Augsburger Allgemeine (Land West)

Zu späterer Stunde wird es für alle bewegend

Das Café Arrabbiata entführt mit einer stilechten Tanzrevue in die goldenen 20er-Jahre des vorigen Jahrhunder­ts. Die Gäste können sich nicht nur zurücklehn­en

- VON THOMAS HACK

Stadtberge­n Leidenscha­ftlich und frech, herrlich anarchisti­sch und immer ein kleines bisschen frivol - von spannenden Kontrasten war die musikalisc­he Bühnenwelt der goldenen 20er- und 30er-Jahre geprägt und hatte vor allem in Berlin zahllose Revuetheat­er und Tanztempel aus dem Boden sprießen lassen.

Den mannigfalt­igen Charakter jener Ära in ein authentisc­hes Gewand zu kleiden, ist die große Passion des Augsburger Ensembles Café Arrabbiata, das nun im Stadtberge­r Bürgersaal zu einer turbulente­n Tanzgala mit Flair eingeladen hat.

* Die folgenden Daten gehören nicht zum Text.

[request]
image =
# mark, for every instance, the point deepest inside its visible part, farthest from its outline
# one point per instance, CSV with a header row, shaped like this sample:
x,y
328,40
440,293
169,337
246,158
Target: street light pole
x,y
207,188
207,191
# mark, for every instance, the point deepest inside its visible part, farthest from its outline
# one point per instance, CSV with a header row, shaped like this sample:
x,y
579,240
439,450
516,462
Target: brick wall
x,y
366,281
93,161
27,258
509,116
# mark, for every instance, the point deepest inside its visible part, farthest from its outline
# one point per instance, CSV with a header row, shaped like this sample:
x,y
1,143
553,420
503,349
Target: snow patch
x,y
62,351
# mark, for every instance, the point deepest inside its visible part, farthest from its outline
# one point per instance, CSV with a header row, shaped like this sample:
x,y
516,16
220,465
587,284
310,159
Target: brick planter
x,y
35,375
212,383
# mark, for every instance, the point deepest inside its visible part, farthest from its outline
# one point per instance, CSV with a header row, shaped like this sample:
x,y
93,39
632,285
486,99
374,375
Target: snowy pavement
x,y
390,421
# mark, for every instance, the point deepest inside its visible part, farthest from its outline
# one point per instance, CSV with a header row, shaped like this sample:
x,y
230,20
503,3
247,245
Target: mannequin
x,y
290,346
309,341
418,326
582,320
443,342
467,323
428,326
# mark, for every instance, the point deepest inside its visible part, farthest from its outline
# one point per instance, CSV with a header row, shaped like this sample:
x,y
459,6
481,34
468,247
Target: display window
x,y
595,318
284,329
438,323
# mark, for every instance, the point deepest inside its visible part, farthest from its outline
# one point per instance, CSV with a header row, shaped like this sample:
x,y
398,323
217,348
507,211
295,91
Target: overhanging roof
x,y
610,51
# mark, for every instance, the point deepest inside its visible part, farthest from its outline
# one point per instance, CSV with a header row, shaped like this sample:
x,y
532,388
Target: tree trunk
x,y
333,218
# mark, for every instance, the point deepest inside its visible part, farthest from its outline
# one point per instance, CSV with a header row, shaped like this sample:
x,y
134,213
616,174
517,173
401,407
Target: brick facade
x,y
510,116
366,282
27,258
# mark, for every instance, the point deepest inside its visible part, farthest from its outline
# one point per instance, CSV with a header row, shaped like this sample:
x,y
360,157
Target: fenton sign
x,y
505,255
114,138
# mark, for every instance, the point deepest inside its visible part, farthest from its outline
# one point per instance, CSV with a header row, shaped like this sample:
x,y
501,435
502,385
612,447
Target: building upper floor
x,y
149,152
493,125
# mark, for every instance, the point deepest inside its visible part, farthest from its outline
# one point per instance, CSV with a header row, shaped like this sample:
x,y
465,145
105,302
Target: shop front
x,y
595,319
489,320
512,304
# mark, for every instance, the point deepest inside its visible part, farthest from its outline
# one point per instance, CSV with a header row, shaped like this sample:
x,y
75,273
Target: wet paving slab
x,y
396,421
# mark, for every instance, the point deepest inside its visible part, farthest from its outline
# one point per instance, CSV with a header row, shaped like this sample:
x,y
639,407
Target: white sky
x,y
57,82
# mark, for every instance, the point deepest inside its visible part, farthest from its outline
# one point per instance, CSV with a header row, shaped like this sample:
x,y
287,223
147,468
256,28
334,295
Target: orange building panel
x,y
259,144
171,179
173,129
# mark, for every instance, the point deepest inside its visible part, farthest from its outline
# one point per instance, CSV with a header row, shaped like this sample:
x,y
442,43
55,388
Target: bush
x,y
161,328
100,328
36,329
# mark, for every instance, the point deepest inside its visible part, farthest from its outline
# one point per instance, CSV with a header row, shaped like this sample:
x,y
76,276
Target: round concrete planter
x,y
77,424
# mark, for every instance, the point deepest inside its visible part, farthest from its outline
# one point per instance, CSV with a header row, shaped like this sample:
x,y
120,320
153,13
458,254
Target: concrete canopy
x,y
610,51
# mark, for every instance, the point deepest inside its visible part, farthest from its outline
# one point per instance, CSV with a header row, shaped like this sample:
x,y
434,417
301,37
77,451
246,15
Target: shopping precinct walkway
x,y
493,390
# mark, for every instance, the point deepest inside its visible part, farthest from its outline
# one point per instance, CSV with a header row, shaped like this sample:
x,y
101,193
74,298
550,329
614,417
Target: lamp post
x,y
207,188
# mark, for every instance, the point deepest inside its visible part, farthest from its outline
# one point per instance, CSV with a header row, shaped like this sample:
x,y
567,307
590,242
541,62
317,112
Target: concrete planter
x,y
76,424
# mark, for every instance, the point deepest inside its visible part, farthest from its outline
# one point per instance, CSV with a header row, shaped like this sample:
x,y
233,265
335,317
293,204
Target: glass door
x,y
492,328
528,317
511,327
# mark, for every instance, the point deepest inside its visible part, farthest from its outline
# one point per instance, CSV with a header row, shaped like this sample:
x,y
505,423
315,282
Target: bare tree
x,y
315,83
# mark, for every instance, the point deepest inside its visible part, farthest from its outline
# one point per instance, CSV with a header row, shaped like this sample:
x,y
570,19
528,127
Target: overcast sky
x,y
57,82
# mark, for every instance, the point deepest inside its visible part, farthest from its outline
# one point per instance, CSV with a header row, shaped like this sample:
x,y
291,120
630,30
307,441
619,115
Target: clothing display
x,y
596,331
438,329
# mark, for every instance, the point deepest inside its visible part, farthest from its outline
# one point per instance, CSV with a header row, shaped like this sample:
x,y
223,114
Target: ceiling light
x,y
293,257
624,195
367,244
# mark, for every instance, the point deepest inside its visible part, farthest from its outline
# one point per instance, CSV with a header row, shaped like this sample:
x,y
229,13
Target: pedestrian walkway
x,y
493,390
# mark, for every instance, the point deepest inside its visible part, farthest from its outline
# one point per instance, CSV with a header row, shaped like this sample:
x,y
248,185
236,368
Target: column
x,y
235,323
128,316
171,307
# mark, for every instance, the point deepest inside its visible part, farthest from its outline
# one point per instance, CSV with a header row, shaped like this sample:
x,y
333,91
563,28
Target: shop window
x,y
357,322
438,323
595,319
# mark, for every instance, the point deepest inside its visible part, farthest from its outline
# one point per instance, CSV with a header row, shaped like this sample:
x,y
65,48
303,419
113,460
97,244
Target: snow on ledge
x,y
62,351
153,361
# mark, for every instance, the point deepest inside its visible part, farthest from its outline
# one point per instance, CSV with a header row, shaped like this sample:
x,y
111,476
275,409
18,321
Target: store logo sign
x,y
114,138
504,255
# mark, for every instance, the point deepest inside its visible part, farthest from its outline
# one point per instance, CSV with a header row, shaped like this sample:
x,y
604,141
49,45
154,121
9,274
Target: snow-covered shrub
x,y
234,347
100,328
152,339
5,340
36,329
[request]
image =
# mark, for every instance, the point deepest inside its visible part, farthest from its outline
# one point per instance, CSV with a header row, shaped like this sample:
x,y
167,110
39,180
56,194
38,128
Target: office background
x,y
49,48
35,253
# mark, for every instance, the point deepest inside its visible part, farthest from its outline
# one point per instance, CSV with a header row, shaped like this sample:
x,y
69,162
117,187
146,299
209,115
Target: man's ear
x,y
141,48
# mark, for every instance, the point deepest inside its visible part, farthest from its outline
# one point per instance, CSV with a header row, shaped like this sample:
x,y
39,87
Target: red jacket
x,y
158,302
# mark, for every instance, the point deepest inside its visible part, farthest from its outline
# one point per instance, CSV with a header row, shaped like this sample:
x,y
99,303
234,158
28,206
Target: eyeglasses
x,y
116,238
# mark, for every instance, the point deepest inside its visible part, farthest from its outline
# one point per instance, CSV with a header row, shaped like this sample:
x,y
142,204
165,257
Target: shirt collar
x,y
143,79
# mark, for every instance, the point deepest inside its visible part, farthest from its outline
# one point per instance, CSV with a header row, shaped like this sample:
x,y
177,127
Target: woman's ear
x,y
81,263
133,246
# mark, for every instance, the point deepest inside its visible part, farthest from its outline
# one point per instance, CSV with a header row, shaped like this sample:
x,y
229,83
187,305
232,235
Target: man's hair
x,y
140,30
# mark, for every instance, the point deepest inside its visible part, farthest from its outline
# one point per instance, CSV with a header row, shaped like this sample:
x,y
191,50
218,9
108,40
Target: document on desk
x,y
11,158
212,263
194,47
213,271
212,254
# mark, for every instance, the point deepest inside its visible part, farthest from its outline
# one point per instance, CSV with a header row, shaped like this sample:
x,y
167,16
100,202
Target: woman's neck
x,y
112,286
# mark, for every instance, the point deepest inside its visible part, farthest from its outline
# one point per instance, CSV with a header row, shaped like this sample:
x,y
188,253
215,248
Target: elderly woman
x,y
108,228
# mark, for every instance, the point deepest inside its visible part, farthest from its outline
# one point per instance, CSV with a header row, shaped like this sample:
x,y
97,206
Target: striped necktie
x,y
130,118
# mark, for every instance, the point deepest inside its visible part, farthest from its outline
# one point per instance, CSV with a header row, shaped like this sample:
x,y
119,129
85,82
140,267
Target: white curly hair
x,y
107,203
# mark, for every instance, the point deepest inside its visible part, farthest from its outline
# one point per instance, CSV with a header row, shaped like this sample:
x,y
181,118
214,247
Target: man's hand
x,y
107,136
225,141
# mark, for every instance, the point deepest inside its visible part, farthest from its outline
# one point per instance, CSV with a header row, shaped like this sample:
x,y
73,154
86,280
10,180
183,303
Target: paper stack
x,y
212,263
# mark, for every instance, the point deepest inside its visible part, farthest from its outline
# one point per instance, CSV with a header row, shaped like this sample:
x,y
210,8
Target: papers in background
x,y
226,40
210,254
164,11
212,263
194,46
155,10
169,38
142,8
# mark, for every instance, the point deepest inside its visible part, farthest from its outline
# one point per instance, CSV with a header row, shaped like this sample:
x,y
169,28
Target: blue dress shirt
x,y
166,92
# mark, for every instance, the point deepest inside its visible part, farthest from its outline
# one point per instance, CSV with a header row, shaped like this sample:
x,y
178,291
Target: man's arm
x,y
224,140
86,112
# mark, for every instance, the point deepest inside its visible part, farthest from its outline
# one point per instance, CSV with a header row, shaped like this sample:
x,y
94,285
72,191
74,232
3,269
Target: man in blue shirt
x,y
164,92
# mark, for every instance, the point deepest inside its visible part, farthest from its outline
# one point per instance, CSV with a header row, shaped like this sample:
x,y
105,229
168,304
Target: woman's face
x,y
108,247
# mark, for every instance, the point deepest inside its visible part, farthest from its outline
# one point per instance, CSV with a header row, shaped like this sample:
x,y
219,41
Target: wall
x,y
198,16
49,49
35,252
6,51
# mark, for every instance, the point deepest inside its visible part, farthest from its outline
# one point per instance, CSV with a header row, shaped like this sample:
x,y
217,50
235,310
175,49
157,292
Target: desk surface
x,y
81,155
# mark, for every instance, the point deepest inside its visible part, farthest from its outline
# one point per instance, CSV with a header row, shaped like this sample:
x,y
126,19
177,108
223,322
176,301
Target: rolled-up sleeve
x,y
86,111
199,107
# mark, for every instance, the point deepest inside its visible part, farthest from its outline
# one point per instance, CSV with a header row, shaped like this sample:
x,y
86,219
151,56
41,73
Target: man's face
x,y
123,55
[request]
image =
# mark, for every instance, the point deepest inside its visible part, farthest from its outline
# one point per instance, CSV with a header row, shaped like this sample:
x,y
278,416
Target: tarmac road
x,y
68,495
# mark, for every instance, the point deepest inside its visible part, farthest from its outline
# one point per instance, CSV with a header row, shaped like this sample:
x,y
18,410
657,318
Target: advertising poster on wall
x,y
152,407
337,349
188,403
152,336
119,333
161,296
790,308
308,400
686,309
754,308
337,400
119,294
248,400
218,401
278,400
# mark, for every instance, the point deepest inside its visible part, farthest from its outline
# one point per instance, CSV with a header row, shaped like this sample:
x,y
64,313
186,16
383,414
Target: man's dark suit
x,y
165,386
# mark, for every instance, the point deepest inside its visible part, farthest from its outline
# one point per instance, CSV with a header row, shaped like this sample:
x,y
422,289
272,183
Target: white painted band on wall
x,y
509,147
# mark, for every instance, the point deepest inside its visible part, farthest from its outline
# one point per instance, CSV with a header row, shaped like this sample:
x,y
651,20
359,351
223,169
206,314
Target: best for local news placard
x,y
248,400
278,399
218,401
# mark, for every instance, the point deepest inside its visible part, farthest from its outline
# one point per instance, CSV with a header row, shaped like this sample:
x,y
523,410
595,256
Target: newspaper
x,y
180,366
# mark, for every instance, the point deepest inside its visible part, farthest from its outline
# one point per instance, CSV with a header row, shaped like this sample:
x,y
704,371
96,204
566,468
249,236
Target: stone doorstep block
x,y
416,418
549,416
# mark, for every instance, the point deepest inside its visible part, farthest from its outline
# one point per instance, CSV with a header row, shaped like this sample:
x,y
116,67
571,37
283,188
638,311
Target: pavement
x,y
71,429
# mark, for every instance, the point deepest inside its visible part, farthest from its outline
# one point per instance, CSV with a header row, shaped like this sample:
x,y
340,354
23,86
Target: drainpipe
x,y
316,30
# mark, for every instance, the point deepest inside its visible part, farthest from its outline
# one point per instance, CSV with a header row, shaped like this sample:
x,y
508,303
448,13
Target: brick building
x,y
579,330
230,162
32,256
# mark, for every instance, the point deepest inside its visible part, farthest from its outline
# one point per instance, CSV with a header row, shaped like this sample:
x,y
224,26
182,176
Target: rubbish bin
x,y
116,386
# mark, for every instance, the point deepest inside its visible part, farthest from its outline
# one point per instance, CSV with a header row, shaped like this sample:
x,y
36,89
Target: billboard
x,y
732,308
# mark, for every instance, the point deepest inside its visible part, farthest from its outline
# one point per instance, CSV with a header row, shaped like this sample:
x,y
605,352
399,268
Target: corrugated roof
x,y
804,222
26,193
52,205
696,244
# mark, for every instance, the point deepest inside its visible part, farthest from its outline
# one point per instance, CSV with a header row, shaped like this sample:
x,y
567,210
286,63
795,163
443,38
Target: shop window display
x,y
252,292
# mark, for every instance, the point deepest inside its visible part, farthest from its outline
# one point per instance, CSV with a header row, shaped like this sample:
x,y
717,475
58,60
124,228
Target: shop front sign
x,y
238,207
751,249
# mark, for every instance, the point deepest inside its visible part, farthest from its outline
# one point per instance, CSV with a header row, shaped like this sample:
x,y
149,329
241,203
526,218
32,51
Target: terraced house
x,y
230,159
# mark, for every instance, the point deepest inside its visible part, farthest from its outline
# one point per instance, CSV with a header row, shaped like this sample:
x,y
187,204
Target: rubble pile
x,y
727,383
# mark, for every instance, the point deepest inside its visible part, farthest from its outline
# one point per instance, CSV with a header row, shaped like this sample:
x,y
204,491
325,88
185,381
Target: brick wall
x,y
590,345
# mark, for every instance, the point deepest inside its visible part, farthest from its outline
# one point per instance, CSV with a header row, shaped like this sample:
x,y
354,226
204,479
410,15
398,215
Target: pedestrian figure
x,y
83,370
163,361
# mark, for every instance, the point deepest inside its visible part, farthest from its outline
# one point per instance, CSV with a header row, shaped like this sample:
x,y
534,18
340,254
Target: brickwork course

Dass die Interprete­n damit zweifelsoh­ne auch den Nerv der heutigen Zeitepoche getroffen haben, war an diesem Abend nicht zu übersehen: der Saal bis auf den letzten Platz gefüllt, zahlreiche Gäste stilecht herausgepu­tzt mit Federhaars­chmuck, goldenen Satinhands­chuhen oder nostalgisc­hen Hosenträge­rn, wie sie seinerzeit auch schon die Comedian Harmonists gerne getragen hatten.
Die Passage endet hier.